In accordance with the underlying assumptions and operational experiences it is, therefore, conventional to calibrate SGS instruments under conditions of homogeneous matrix and uniform activity. Allowance for ‘point-source’ effects is then accommodated by the Total Measurement Uncertainty. To reduce the time and effort involved in experimentally determining the calibration parameters, a common practice is to simulate uniform conditions by inserting an array of 6 or 7 mixed nuclide rod sources into channels placed in simple, often stable and self-supporting, homogeneous materials that cover the expected density range. The use of rods simulates a uniform axial distribution rather well.
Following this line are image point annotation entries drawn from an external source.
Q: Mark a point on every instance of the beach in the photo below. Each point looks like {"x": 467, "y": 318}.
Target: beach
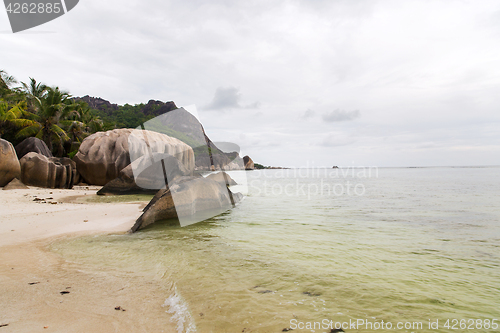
{"x": 417, "y": 246}
{"x": 43, "y": 292}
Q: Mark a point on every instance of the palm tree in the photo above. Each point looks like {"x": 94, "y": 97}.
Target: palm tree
{"x": 6, "y": 80}
{"x": 33, "y": 91}
{"x": 45, "y": 124}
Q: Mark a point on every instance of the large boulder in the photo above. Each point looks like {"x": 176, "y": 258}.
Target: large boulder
{"x": 103, "y": 155}
{"x": 189, "y": 199}
{"x": 146, "y": 175}
{"x": 50, "y": 172}
{"x": 34, "y": 145}
{"x": 9, "y": 164}
{"x": 248, "y": 163}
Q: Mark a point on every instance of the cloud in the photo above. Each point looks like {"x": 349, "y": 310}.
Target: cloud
{"x": 229, "y": 98}
{"x": 338, "y": 115}
{"x": 308, "y": 114}
{"x": 336, "y": 140}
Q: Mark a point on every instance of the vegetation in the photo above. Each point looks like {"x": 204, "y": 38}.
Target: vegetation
{"x": 47, "y": 113}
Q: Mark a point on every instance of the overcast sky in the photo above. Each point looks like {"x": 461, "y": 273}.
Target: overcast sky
{"x": 294, "y": 83}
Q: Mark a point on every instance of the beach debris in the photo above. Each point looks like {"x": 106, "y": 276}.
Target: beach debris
{"x": 308, "y": 293}
{"x": 267, "y": 291}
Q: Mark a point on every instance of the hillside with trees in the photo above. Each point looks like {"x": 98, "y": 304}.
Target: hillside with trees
{"x": 62, "y": 121}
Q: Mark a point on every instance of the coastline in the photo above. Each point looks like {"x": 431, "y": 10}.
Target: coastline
{"x": 32, "y": 277}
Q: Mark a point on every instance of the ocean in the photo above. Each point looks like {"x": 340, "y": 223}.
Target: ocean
{"x": 357, "y": 249}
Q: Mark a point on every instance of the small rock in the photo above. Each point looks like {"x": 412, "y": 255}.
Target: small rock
{"x": 308, "y": 293}
{"x": 265, "y": 291}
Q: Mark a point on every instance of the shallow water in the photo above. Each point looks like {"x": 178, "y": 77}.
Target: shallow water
{"x": 394, "y": 245}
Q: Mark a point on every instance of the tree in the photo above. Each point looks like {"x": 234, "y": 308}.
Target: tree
{"x": 11, "y": 116}
{"x": 45, "y": 124}
{"x": 34, "y": 91}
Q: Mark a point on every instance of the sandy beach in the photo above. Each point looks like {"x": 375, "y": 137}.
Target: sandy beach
{"x": 43, "y": 292}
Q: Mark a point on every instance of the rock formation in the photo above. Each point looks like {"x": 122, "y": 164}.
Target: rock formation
{"x": 189, "y": 199}
{"x": 222, "y": 177}
{"x": 156, "y": 108}
{"x": 15, "y": 184}
{"x": 103, "y": 155}
{"x": 50, "y": 172}
{"x": 145, "y": 175}
{"x": 34, "y": 145}
{"x": 248, "y": 163}
{"x": 9, "y": 164}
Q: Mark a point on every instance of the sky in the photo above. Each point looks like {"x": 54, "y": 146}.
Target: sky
{"x": 294, "y": 83}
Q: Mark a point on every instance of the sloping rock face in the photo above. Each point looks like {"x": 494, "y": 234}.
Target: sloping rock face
{"x": 34, "y": 145}
{"x": 103, "y": 155}
{"x": 222, "y": 177}
{"x": 42, "y": 171}
{"x": 156, "y": 108}
{"x": 190, "y": 199}
{"x": 98, "y": 103}
{"x": 9, "y": 164}
{"x": 248, "y": 163}
{"x": 146, "y": 176}
{"x": 15, "y": 184}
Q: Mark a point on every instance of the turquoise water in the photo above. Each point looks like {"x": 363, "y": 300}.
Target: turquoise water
{"x": 398, "y": 245}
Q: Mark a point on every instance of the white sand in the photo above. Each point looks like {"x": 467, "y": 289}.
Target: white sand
{"x": 32, "y": 278}
{"x": 22, "y": 219}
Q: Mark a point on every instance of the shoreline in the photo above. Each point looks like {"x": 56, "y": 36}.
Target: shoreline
{"x": 41, "y": 291}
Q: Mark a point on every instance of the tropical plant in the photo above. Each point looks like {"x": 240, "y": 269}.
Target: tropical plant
{"x": 45, "y": 124}
{"x": 34, "y": 92}
{"x": 11, "y": 116}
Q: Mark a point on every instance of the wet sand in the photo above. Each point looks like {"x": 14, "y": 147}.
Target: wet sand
{"x": 43, "y": 292}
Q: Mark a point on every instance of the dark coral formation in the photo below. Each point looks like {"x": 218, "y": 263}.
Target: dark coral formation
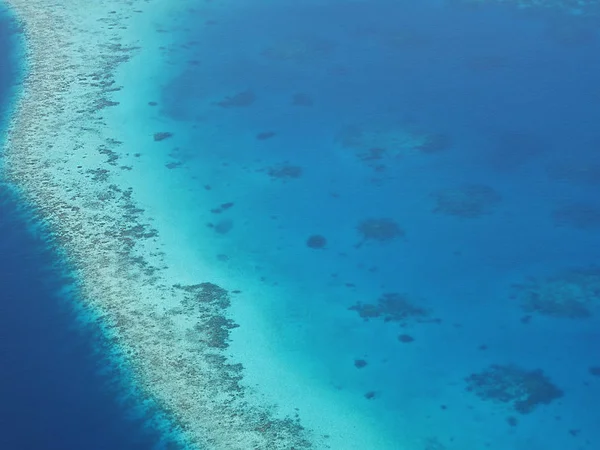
{"x": 239, "y": 100}
{"x": 467, "y": 201}
{"x": 514, "y": 149}
{"x": 285, "y": 172}
{"x": 571, "y": 294}
{"x": 223, "y": 207}
{"x": 406, "y": 338}
{"x": 391, "y": 307}
{"x": 581, "y": 8}
{"x": 379, "y": 230}
{"x": 299, "y": 51}
{"x": 435, "y": 143}
{"x": 360, "y": 363}
{"x": 264, "y": 135}
{"x": 522, "y": 389}
{"x": 162, "y": 135}
{"x": 576, "y": 172}
{"x": 301, "y": 99}
{"x": 580, "y": 216}
{"x": 316, "y": 241}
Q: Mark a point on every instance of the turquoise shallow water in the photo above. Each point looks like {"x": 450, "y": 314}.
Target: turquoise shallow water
{"x": 302, "y": 117}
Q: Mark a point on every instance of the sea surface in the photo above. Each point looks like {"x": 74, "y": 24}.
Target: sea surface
{"x": 57, "y": 390}
{"x": 412, "y": 188}
{"x": 403, "y": 197}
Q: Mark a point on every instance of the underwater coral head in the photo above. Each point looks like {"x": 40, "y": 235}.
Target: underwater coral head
{"x": 522, "y": 389}
{"x": 380, "y": 230}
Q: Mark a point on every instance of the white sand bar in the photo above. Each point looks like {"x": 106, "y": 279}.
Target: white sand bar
{"x": 65, "y": 158}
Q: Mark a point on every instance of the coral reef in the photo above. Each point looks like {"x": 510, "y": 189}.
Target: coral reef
{"x": 578, "y": 8}
{"x": 578, "y": 215}
{"x": 389, "y": 141}
{"x": 467, "y": 201}
{"x": 572, "y": 294}
{"x": 379, "y": 230}
{"x": 284, "y": 172}
{"x": 577, "y": 172}
{"x": 391, "y": 307}
{"x": 316, "y": 241}
{"x": 524, "y": 390}
{"x": 162, "y": 135}
{"x": 239, "y": 100}
{"x": 299, "y": 50}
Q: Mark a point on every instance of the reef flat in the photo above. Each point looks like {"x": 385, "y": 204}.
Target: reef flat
{"x": 61, "y": 153}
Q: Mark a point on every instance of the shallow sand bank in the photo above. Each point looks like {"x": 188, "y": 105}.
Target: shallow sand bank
{"x": 61, "y": 153}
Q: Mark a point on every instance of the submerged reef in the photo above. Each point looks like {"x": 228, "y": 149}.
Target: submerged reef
{"x": 239, "y": 100}
{"x": 316, "y": 241}
{"x": 378, "y": 230}
{"x": 299, "y": 50}
{"x": 467, "y": 201}
{"x": 379, "y": 144}
{"x": 577, "y": 172}
{"x": 284, "y": 172}
{"x": 571, "y": 294}
{"x": 577, "y": 8}
{"x": 61, "y": 151}
{"x": 522, "y": 389}
{"x": 391, "y": 307}
{"x": 578, "y": 215}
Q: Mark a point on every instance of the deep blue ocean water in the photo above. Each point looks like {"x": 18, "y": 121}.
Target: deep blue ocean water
{"x": 295, "y": 112}
{"x": 57, "y": 391}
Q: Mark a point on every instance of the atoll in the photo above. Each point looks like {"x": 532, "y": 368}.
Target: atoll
{"x": 523, "y": 390}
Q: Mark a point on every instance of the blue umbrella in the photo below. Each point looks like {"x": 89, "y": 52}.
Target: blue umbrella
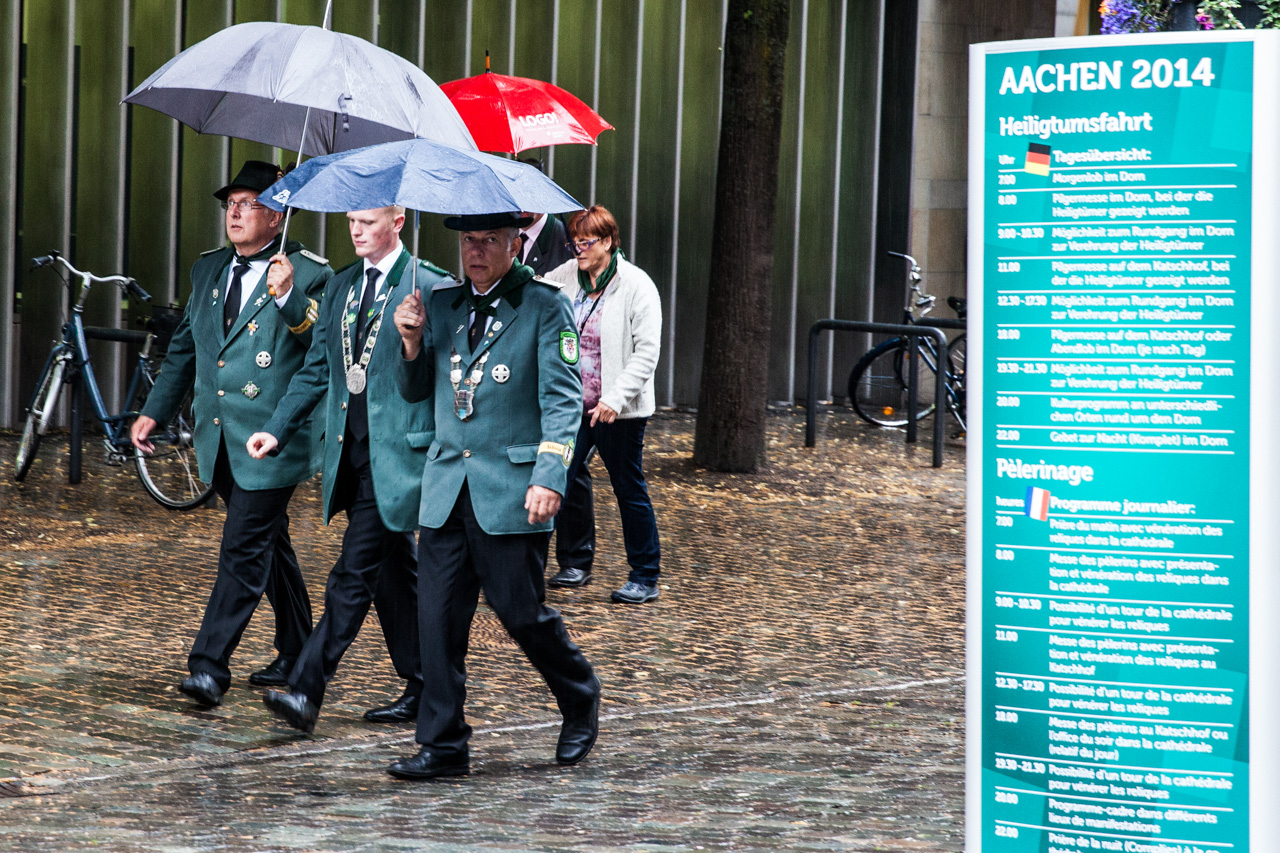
{"x": 419, "y": 174}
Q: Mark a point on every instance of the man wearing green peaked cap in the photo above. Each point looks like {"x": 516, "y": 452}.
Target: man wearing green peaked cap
{"x": 243, "y": 334}
{"x": 496, "y": 359}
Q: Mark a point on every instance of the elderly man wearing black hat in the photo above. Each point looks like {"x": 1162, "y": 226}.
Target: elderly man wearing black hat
{"x": 497, "y": 359}
{"x": 242, "y": 337}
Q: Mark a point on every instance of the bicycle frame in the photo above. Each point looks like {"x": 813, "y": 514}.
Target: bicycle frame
{"x": 77, "y": 342}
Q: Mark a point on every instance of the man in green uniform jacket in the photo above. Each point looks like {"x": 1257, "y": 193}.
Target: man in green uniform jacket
{"x": 245, "y": 333}
{"x": 375, "y": 448}
{"x": 496, "y": 357}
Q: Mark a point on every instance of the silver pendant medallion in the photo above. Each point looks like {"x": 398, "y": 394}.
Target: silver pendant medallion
{"x": 356, "y": 379}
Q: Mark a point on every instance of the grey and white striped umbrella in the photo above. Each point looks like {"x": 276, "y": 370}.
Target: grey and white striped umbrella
{"x": 259, "y": 81}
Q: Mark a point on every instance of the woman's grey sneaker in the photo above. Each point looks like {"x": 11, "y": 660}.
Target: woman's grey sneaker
{"x": 635, "y": 593}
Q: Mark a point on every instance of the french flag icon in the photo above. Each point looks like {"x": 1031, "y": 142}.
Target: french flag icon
{"x": 1037, "y": 503}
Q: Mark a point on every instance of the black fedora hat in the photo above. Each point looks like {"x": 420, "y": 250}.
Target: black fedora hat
{"x": 255, "y": 174}
{"x": 488, "y": 222}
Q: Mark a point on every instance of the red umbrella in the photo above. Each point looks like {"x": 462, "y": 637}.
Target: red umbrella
{"x": 512, "y": 114}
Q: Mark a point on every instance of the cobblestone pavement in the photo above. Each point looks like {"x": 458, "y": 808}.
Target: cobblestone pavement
{"x": 796, "y": 687}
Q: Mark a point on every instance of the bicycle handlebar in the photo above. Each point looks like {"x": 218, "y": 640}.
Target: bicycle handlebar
{"x": 123, "y": 282}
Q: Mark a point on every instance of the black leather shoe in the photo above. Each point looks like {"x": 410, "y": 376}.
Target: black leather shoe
{"x": 425, "y": 765}
{"x": 293, "y": 707}
{"x": 579, "y": 731}
{"x": 402, "y": 710}
{"x": 570, "y": 576}
{"x": 274, "y": 674}
{"x": 202, "y": 688}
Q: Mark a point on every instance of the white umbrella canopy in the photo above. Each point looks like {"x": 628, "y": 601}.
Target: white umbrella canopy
{"x": 259, "y": 81}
The radial disposition of the rods is chosen to approximate a uniform radial distribution (in terms of per unit volume).

In this paper we address the following questions:

1. how well does a fixed pattern of 6 or 7 ideal line sources mimic a uniform activity distribution?

and

2. what is the net energy dependent effect on the apparent specific emission rate at the detector due to the finite self attenuation suffered in the structure of the rods, including the associated re-entrant channels, and the displaced matrix material?

This is all part of ensuring that the calibration is accurate and well understood. It is important to bear in mind, however, that the uncertainties associated with measuring actual waste drums may, of course, be much larger than the uncertainty associated with the calibration procedure. The matrix and activity distributions will seldom be ideal. Even the variation in fill height introduces end effects bias. For the purposes of discussion we describe a particular calibration geometry although the method is quite general.